Sécuriser Active Directory au quotidien
L’annuaire concentre les identités : il est la cible privilégiée en cas d’attaque. Prendre le contrôle d’un compte d’administration du domaine, c’est prendre le contrôle de tout. La sécurité n’est donc pas une option qu’on ajoute à la fin, elle fait partie de la gestion courante.
Le principe qui guide le reste est celui du moindre privilège : chacun ne dispose que des droits strictement nécessaires à son travail, ni plus. Les comptes à privilèges élevés méritent une attention particulière. On évite de les utiliser pour les tâches ordinaires, on limite leur nombre, et on sépare le compte d’administration du compte de tous les jours d’une même personne.
Deux habitudes complètent l’ensemble. Surveiller les changements sensibles — créations de comptes à privilèges, modifications d’appartenance aux groupes d’administration — permet de repérer vite ce qui sort de l’ordinaire. Et tenir l’hygiène des comptes de service, ces comptes utilisés par des applications, souvent créés puis oubliés avec des droits trop larges : les recenser, les restreindre et renouveler leurs mots de passe fait partie du travail de fond.
Les outils pour gérer l’AD sans s’éparpiller
L’outil historique reste la console « Utilisateurs et ordinateurs Active Directory », souvent abrégée ADUC. C’est l’interface graphique de référence pour les gestes courants : créer un compte, réinitialiser un mot de passe, gérer un groupe, déplacer un objet d’une OU à une autre. Pour l’administration au fil de l’eau, elle suffit largement.
Dès que les opérations se répètent, PowerShell prend le relais. Créer une série de comptes à partir d’un fichier, désactiver d’un coup les comptes inactifs depuis plusieurs mois, produire un état des appartenances aux groupes : ce sont des scripts de quelques lignes, rejouables et fiables. L’automatisation ne remplace pas la compréhension de l’annuaire, elle évite les erreurs de la saisie manuelle répétée.

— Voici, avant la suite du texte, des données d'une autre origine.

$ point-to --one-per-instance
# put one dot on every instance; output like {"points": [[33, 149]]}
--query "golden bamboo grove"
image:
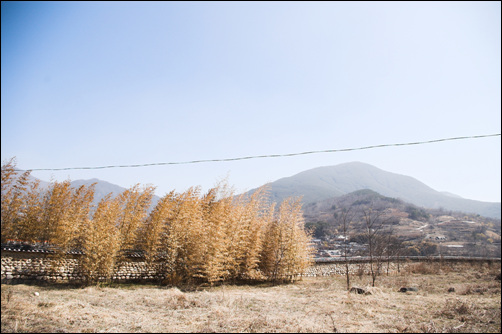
{"points": [[189, 236]]}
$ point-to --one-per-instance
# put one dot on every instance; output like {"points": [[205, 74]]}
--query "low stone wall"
{"points": [[21, 267], [26, 267]]}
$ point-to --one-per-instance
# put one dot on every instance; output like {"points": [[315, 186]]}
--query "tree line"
{"points": [[190, 236]]}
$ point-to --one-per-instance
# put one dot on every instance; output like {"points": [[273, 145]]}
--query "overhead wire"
{"points": [[268, 155]]}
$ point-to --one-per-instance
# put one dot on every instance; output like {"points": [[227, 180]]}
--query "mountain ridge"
{"points": [[331, 181]]}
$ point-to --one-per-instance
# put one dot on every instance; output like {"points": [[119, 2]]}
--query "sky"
{"points": [[89, 84]]}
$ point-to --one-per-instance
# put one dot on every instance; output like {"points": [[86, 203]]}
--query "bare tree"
{"points": [[344, 219], [374, 220]]}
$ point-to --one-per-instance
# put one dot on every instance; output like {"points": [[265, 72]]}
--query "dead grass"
{"points": [[312, 305]]}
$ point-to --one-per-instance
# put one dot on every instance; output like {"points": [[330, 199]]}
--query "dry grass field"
{"points": [[310, 305]]}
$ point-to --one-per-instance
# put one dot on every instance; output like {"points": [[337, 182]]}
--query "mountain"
{"points": [[324, 182]]}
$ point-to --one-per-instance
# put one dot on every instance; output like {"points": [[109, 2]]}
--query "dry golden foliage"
{"points": [[101, 240], [211, 237], [13, 188], [287, 252]]}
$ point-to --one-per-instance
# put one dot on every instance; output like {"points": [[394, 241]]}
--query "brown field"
{"points": [[310, 305]]}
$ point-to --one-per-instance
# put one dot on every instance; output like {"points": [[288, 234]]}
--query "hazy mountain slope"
{"points": [[324, 182]]}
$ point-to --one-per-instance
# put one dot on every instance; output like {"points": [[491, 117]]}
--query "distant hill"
{"points": [[325, 182]]}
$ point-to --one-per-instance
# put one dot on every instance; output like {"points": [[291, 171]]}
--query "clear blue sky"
{"points": [[112, 83]]}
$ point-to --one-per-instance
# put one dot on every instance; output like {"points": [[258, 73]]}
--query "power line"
{"points": [[270, 155]]}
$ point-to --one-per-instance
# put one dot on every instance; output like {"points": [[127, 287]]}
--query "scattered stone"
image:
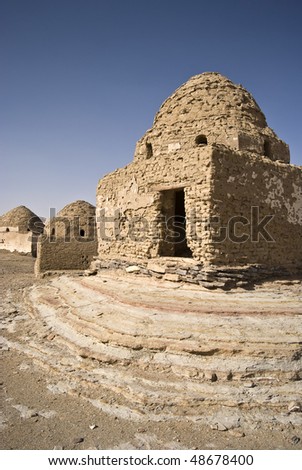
{"points": [[133, 269], [171, 277], [78, 440], [219, 427], [295, 440], [294, 407], [249, 385], [235, 433], [93, 426], [156, 268]]}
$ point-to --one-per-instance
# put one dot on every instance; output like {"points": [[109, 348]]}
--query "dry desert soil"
{"points": [[120, 361]]}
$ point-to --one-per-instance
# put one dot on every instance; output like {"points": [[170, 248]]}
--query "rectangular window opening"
{"points": [[173, 215]]}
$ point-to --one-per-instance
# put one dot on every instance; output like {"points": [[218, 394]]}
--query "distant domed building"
{"points": [[69, 241], [76, 220], [19, 229], [210, 181]]}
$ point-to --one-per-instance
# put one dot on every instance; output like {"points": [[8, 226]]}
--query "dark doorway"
{"points": [[173, 214]]}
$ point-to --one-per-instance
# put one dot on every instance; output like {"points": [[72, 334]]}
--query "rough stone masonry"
{"points": [[210, 192]]}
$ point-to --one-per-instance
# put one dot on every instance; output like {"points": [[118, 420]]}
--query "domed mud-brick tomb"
{"points": [[69, 242], [210, 186], [19, 230]]}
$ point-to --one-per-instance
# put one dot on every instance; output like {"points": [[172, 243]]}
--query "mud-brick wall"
{"points": [[15, 241], [58, 255], [132, 198], [250, 188]]}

Des solutions tierces existent pour aller plus loin — audit, reporting, gestion déléguée en libre-service. Elles ont leur intérêt dans les grandes structures, mais elles ne dispensent jamais des bases. Un annuaire bien organisé, des groupes propres, des droits maîtrisés et quelques scripts : c’est cela qui tient un Active Directory dans la durée, bien plus que n’importe quel logiciel ajouté par-dessus un annuaire mal tenu.

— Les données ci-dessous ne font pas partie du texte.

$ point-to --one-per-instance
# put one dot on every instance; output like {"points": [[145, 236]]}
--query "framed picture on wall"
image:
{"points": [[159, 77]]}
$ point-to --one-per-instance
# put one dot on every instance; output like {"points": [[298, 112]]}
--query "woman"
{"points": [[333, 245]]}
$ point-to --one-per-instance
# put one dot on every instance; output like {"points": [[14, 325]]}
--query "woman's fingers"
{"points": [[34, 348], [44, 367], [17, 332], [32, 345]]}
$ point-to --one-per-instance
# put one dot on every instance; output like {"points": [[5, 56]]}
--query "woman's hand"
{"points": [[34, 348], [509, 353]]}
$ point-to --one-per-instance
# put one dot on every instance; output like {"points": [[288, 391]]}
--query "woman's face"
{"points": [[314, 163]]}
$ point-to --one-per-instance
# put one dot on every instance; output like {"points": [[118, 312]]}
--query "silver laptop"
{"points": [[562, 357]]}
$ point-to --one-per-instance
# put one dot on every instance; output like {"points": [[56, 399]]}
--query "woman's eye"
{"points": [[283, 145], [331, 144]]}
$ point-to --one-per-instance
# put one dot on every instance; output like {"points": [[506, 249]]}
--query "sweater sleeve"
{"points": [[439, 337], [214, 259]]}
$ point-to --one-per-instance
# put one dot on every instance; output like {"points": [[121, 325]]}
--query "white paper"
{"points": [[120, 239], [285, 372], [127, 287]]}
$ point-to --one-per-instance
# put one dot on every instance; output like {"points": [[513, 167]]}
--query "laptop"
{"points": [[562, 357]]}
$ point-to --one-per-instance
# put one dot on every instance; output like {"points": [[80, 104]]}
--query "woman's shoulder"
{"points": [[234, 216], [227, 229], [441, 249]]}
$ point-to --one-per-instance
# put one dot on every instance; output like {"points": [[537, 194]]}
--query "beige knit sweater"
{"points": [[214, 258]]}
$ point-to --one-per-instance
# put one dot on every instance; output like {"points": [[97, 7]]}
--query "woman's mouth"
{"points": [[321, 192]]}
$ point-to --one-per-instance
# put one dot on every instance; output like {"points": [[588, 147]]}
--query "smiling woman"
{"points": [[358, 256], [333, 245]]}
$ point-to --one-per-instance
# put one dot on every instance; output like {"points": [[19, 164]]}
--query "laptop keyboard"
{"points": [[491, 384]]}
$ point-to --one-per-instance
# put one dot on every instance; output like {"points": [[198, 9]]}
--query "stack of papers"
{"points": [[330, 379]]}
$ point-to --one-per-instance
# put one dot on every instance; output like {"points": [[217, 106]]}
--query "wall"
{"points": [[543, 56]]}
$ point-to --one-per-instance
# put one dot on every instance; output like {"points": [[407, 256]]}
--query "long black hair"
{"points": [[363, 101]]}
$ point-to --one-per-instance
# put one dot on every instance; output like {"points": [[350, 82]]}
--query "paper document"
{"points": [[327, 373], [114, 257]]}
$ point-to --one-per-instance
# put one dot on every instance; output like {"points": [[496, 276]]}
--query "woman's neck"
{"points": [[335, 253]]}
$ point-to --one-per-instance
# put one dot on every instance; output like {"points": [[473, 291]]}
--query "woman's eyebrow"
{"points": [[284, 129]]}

Quelle différence entre Active Directory et Entra ID (Azure AD) ?
Active Directory est l’annuaire installé sur vos serveurs, dans vos locaux. Entra ID, l’ancien Azure AD, est le service d’identité de Microsoft dans le cloud. Les deux gèrent des identités mais reposent sur des logiques et des outils différents ; on peut aussi les faire coexister.

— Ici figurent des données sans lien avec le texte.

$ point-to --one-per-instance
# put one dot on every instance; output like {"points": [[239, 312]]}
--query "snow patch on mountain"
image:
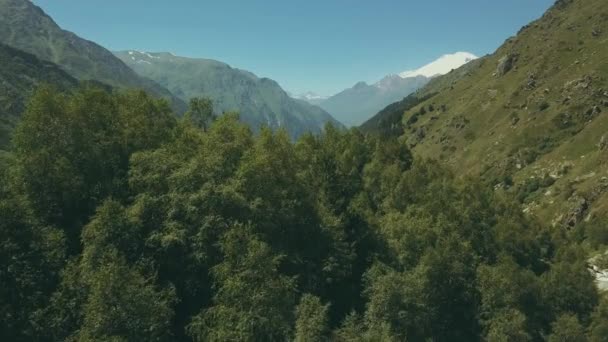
{"points": [[441, 66], [310, 96]]}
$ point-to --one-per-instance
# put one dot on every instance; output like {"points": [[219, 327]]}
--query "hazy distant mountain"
{"points": [[311, 97], [356, 105], [260, 101], [531, 117], [26, 27], [441, 66]]}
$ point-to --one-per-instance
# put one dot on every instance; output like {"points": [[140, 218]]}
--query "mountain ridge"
{"points": [[529, 119], [259, 100], [26, 27]]}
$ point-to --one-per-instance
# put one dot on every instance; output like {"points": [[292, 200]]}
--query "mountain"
{"points": [[20, 72], [530, 119], [355, 105], [26, 27], [442, 65], [260, 101], [311, 97]]}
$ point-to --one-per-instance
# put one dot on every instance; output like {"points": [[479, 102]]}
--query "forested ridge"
{"points": [[122, 222]]}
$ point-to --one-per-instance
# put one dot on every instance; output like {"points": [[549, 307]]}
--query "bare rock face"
{"points": [[505, 64], [576, 213]]}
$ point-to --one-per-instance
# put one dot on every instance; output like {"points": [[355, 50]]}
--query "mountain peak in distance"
{"points": [[441, 66]]}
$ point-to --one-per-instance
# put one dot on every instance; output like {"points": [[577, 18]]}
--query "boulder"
{"points": [[576, 213], [505, 64]]}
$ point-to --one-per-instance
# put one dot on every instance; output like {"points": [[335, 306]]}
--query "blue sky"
{"points": [[318, 45]]}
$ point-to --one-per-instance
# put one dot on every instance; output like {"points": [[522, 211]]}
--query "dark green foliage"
{"points": [[388, 120], [567, 328], [200, 112], [311, 320], [20, 73], [175, 230]]}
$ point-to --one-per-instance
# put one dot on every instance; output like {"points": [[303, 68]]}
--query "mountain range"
{"points": [[359, 103], [260, 101], [20, 72], [26, 27], [529, 119]]}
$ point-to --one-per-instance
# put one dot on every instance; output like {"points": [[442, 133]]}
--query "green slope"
{"points": [[26, 27], [260, 101], [531, 119], [20, 72], [355, 105]]}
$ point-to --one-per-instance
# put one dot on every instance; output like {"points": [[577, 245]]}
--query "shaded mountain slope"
{"points": [[26, 27], [260, 101], [20, 73], [531, 119]]}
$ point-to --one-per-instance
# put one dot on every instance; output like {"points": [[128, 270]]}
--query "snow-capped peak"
{"points": [[441, 66], [310, 96]]}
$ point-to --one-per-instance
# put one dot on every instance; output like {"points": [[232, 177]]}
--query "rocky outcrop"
{"points": [[576, 212], [505, 64]]}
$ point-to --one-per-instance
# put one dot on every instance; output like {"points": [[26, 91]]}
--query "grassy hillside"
{"points": [[20, 72], [260, 101], [26, 27], [531, 119]]}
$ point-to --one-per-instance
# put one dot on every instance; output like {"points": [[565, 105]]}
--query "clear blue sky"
{"points": [[318, 45]]}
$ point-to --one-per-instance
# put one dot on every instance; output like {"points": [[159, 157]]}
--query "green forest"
{"points": [[123, 222]]}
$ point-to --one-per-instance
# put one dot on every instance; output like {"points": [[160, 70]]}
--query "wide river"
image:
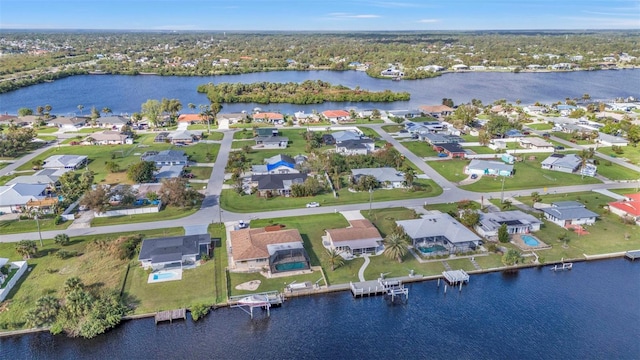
{"points": [[590, 312], [125, 94]]}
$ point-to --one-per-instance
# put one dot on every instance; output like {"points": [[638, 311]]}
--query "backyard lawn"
{"points": [[231, 201], [420, 148], [95, 265]]}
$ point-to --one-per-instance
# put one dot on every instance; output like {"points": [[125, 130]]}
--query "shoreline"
{"points": [[346, 287]]}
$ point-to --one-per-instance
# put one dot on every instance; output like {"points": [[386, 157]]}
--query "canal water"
{"points": [[125, 94], [590, 312]]}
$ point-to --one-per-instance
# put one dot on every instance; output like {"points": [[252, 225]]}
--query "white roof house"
{"points": [[65, 162], [440, 228], [388, 177]]}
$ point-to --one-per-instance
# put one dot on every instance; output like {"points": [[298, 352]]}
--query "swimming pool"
{"points": [[530, 240], [164, 276], [291, 266], [431, 249]]}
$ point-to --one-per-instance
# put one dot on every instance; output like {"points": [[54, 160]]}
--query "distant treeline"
{"points": [[307, 92]]}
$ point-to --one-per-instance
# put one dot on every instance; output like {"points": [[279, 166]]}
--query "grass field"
{"points": [[95, 266], [420, 148], [231, 201]]}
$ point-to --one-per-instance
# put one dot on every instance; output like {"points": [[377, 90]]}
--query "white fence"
{"points": [[22, 267], [133, 211]]}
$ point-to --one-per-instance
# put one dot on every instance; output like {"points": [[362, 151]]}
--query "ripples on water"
{"points": [[125, 94], [591, 312]]}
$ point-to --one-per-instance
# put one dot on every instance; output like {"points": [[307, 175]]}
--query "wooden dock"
{"points": [[632, 255], [171, 315]]}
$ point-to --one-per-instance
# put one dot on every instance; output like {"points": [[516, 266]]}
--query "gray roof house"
{"points": [[16, 196], [517, 222], [440, 229], [166, 157], [569, 213], [484, 167], [173, 252], [65, 162], [386, 176]]}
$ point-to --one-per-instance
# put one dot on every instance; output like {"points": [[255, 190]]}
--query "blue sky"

Faut-il supprimer ou désactiver le compte d’un salarié qui part ?
On désactive d’abord, on ne supprime pas tout de suite. La désactivation coupe l’accès immédiatement tout en laissant le temps de récupérer les données et de transférer les dossiers. La suppression définitive intervient une fois ce ménage terminé.
Pourquoi passer par des groupes plutôt qu’attribuer les droits directement ?
Parce que les droits deviennent gérables. On donne les accès à un groupe, puis on ajoute ou retire des personnes selon leur poste. Le jour d’un changement de fonction, on modifie une appartenance au lieu de reprendre chaque droit un par un.
Faut-il un logiciel tiers pour gérer Active Directory ?
Pas pour l’essentiel. La console ADUC couvre les gestes courants et PowerShell automatise les tâches répétitives. Les outils tiers apportent de l’audit et de la délégation en libre-service, surtout utiles dans les grandes structures, mais ne remplacent pas un annuaire bien organisé.
Un annuaire se juge moins à ce qu’il contient qu’à la régularité avec laquelle on l’entretient.